About Pancreatic Cancer
Pancreatic cancer is a malignant neoplasm of the pancreas with current treatment options including surgery, radiotherapy and chemotherapy. Gemcitabine as a single agent or in combination with other treatments is the most commonly used chemotherapeutic agent in patients with advanced pancreatic cancer. According to the American Cancer Society, an estimated 43,920 new cases of pancreatic cancer and 37,390 deaths are expected to occur in the U.S. in 2012. The targeted therapy erlotinib, the only other agent approved for treatment of pancreatic cancer since gemcitabine, received regulatory clearance based on results from a Phase 3 study demonstrating a median overall survival of 6.4 months for patients treated with erlotinib in combination with gemcitabine versus 6 months for gemcitabine alone.
TH-302 is a hypoxia-targeted drug that is designed to be activated under tumor hypoxic conditions, a hallmark of many cancers. Areas of low oxygen levels (hypoxia) are common in many solid tumors due to insufficient blood vessel growth. Similarly, the bone marrow of patients with hematological malignancies has also been shown, in some cases, to be extremely hypoxic.
TH-302 has been investigated in over 700 patients in Phase 1/2 clinical trials to date in a broad spectrum of tumor types, both as a monotherapy and in combination with chemotherapy treatments and other targeted cancer drugs. Threshold has several additional ongoing clinical trials, the most advanced of which is a Phase 3 pivotal study evaluating TH-302 in combination with doxorubicin versus doxorubicin alone in patients with soft tissue sarcoma. In February 2012, Threshold signed a global license and co-development agreement for TH-302 with Merck KGaA, Darmstadt, Germany.
About Threshold Pharmaceuticals
Threshold is a biotechnology company focused on the discovery and development of drugs targeting Tumor Hypoxia, the low oxygen condition found in microenvironments of most solid tumors as well as the bone marrows of some hematologic malignancies. This approach offers broad potential to treat a variety of cancers. By selectively targeting tumor cells, we are building a pipeline of drugs that hold promise to be more effective and less toxic to healthy tissues than conventional anticancer drugs. For additional information, please visit our website (www.thresholdpharm.com).
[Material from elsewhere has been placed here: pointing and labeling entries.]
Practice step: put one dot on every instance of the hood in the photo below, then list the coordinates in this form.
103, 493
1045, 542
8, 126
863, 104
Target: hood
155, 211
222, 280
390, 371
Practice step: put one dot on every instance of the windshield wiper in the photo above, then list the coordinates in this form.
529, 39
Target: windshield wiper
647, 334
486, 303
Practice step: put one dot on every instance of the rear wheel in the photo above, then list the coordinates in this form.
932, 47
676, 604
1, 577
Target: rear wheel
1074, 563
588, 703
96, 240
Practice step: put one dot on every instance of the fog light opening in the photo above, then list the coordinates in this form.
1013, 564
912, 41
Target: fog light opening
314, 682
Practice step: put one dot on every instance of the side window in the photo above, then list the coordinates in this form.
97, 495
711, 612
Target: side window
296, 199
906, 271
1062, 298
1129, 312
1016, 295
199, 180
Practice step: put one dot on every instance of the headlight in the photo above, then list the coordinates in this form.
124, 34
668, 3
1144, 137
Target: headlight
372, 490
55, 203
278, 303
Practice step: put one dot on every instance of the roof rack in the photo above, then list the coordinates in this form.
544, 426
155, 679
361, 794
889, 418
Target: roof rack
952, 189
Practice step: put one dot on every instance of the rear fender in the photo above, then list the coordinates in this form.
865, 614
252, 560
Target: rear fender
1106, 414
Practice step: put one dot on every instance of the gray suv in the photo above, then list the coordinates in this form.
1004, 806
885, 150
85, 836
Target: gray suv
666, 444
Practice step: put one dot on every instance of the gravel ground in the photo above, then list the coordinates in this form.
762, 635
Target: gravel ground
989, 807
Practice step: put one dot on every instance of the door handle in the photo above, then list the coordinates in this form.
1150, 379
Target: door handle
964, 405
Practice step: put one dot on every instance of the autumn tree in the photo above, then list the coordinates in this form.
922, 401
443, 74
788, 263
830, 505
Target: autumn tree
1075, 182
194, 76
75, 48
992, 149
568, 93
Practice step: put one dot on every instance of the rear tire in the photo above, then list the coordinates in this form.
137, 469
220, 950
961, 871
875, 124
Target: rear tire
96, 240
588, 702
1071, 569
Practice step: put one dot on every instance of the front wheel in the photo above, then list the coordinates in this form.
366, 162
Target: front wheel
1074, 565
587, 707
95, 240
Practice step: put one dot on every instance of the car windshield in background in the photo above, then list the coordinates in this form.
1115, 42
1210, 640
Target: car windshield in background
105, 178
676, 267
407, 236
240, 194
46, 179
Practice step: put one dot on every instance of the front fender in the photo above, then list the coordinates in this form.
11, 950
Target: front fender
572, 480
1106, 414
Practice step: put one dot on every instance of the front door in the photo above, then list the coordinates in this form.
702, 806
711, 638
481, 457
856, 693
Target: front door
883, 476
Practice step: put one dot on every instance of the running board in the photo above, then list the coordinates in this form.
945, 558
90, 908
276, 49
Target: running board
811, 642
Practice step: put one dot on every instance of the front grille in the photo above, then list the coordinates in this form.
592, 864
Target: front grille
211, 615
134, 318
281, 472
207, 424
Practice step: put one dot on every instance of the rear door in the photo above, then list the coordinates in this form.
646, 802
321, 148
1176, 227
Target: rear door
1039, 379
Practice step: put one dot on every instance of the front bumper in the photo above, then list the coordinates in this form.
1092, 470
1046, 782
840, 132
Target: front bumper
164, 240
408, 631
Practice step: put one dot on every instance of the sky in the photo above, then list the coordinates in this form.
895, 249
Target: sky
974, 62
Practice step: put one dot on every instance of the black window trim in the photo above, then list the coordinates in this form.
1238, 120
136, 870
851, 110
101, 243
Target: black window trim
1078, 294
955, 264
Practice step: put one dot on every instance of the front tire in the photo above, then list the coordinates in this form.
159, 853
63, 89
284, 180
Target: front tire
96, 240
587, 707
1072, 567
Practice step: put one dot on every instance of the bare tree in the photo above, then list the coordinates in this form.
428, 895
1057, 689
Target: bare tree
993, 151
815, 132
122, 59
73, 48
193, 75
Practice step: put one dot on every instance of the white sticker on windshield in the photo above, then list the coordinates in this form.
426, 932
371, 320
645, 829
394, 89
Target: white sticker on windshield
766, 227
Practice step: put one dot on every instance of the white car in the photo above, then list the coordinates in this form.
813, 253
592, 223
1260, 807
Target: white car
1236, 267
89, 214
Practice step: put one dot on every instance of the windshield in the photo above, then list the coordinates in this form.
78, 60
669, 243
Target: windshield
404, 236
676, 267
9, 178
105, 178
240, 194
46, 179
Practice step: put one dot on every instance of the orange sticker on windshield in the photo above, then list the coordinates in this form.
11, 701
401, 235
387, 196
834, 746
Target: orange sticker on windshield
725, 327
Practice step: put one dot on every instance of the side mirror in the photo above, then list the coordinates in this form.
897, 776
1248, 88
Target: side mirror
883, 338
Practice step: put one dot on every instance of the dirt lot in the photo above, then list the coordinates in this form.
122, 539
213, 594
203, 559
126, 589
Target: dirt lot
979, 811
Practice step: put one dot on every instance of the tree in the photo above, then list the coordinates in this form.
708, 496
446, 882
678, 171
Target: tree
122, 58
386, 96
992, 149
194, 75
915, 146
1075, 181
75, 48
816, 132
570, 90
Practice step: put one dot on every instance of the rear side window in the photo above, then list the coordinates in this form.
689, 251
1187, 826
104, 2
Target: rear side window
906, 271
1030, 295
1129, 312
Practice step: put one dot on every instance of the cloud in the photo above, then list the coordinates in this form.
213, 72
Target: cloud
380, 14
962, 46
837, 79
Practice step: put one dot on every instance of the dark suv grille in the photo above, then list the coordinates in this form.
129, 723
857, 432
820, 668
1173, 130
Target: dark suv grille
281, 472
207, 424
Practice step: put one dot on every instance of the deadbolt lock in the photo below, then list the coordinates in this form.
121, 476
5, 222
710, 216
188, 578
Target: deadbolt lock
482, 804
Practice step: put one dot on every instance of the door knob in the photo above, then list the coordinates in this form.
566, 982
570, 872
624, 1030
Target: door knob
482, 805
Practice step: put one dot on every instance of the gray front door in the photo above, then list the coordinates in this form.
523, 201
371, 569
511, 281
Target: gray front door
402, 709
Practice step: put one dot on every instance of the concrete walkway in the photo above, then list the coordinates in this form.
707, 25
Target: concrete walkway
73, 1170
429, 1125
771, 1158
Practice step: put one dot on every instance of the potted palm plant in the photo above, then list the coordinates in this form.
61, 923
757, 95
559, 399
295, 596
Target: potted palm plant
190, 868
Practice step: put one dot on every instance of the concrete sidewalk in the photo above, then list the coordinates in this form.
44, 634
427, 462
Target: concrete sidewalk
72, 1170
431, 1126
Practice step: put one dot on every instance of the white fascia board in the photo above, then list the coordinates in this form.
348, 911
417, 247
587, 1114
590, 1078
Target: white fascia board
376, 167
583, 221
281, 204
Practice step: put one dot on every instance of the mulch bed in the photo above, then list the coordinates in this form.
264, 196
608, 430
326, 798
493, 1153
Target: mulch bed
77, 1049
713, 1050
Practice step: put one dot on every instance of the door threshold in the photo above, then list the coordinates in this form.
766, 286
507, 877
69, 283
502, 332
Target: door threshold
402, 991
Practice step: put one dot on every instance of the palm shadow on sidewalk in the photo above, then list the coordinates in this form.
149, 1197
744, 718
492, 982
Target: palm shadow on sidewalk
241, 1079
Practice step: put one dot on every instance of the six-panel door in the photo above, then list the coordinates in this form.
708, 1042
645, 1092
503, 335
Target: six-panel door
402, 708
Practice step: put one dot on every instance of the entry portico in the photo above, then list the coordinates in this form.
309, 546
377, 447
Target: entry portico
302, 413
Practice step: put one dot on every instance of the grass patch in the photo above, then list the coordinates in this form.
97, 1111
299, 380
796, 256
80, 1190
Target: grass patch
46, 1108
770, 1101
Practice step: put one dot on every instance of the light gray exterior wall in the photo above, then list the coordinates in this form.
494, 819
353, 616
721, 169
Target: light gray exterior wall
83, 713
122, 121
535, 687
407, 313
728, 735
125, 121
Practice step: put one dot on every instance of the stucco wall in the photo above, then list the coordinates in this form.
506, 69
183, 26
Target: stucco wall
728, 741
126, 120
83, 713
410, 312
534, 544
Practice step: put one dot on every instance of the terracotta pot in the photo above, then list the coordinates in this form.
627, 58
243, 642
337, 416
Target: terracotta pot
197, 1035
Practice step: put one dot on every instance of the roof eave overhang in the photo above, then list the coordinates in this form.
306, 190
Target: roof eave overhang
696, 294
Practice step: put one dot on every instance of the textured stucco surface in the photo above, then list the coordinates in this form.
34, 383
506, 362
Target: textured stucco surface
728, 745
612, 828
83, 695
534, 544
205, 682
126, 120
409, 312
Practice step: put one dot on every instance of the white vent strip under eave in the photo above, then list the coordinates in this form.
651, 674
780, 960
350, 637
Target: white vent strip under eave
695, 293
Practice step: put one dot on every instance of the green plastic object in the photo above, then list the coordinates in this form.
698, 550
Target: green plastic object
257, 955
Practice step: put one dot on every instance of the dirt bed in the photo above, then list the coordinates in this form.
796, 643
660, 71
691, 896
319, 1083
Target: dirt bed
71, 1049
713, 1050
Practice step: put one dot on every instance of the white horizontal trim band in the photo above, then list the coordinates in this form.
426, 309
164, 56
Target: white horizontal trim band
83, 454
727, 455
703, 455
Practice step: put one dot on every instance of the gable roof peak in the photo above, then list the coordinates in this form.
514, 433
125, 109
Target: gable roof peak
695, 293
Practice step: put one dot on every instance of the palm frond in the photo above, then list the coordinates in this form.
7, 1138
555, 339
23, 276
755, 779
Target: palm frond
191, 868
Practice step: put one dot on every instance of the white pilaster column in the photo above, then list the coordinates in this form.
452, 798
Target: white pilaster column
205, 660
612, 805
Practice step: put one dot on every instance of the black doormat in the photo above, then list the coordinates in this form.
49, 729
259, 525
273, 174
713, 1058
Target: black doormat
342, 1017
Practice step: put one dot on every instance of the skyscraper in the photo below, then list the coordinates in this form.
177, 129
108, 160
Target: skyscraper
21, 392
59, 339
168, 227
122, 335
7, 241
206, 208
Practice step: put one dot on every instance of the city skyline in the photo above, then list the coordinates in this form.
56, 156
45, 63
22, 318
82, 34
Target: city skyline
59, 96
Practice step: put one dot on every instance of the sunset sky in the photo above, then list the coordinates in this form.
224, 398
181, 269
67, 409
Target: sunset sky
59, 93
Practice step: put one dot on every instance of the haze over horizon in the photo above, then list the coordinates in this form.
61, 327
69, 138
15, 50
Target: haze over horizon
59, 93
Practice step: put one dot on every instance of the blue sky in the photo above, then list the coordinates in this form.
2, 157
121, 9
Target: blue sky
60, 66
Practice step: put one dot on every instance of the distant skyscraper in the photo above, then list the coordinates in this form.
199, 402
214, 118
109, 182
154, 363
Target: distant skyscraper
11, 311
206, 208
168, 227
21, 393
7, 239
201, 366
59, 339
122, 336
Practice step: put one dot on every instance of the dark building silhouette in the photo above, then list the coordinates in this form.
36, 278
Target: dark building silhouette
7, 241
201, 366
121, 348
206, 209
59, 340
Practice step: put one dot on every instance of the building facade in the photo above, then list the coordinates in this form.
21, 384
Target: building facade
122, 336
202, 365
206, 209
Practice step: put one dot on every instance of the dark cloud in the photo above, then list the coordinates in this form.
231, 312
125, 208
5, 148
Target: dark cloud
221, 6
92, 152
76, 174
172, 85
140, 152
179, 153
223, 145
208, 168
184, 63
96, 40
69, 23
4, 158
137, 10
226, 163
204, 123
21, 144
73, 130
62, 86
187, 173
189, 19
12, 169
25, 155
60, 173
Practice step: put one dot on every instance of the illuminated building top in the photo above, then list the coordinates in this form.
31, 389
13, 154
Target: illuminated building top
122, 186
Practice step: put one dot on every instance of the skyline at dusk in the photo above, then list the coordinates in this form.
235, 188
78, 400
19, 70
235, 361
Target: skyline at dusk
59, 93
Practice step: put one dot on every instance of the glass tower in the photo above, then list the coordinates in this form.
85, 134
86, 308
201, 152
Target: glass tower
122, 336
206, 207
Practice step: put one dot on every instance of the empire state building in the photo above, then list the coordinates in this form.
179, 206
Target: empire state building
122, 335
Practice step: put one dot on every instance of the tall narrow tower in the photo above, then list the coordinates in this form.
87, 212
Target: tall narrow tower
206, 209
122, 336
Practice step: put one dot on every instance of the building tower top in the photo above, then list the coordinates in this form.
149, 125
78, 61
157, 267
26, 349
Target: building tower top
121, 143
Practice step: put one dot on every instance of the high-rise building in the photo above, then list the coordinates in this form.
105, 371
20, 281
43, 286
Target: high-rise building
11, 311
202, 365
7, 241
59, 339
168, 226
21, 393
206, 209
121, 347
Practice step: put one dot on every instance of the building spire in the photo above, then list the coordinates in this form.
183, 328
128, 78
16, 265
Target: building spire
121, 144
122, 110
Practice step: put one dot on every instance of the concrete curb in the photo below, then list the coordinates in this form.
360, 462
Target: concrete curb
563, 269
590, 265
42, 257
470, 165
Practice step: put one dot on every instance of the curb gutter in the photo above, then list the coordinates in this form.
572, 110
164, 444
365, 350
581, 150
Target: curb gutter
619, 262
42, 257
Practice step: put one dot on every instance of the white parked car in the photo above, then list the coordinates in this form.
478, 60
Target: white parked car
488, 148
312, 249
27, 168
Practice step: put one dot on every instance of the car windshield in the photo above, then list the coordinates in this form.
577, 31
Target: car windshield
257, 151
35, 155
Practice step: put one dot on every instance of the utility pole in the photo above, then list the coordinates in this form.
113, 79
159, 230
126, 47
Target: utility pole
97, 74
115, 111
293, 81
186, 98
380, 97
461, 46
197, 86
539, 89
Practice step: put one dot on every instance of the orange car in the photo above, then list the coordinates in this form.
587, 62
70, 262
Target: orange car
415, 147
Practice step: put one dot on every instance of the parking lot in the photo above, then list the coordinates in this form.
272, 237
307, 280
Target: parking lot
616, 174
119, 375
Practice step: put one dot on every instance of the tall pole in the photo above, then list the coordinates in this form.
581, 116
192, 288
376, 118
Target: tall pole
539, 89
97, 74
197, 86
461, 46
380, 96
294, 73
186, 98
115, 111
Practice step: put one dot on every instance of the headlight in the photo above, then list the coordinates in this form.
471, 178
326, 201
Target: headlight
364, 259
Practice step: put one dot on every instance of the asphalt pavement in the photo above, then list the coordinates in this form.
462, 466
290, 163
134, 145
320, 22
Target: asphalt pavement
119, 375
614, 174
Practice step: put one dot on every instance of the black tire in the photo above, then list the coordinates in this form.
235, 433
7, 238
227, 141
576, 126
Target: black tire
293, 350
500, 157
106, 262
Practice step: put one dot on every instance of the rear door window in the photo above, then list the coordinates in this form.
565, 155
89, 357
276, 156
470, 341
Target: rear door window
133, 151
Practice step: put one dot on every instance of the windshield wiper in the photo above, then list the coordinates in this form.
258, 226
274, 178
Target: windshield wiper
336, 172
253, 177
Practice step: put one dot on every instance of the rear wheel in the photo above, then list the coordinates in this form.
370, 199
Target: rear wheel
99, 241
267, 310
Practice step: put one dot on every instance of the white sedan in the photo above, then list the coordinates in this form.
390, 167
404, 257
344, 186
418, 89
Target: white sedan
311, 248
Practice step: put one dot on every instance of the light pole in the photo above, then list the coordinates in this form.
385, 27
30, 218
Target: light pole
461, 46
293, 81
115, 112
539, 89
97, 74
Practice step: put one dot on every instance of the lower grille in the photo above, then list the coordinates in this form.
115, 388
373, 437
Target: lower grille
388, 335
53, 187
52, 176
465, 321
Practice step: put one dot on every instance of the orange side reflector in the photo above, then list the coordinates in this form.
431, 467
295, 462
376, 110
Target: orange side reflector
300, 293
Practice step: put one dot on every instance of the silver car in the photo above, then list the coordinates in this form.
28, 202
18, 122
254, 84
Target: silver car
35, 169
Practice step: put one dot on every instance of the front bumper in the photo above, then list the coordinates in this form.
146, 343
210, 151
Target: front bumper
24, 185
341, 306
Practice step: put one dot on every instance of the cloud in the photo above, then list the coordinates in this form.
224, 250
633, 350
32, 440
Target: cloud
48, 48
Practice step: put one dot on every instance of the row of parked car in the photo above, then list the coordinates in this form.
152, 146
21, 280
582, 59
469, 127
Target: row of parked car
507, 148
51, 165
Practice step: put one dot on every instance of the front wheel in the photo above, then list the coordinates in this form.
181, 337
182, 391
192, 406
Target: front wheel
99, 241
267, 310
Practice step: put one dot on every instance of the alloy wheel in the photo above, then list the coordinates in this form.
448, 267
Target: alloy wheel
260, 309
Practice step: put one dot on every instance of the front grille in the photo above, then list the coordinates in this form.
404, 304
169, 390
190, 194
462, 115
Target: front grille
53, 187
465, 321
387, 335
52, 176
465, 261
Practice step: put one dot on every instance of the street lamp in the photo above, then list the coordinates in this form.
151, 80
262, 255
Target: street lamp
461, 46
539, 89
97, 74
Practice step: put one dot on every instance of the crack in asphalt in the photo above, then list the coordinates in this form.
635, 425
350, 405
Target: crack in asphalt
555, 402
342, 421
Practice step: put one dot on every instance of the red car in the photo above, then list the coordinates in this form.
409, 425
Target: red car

Except for statements of historical fact, the statements in this press release are forward-looking statements, including statements regarding the potential therapeutic uses and benefits of TH-302 to treat patients with cancer. These statements involve risks and uncertainties that can cause actual results to differ materially from those in such forward-looking statements. Potential risks and uncertainties include, but are not limited to, Threshold's ability to enroll or complete its anticipated clinical trials, the time and expense required to conduct such clinical trials and analyze data, issues arising in the regulatory or manufacturing process and the results of such clinical trials (including product safety issues and efficacy results). Further information regarding these and other risks is included under the heading "Risk Factors" in Threshold's Quarterly Report on Form 10-Q, which has been filed with the Securities and Exchange Commission on August 6, 2012 and is available from the SEC's website (www.sec.gov) and on our website (www.thresholdpharm.com) under the heading "Investors." We undertake no duty to update any forward-looking statement made in this news release.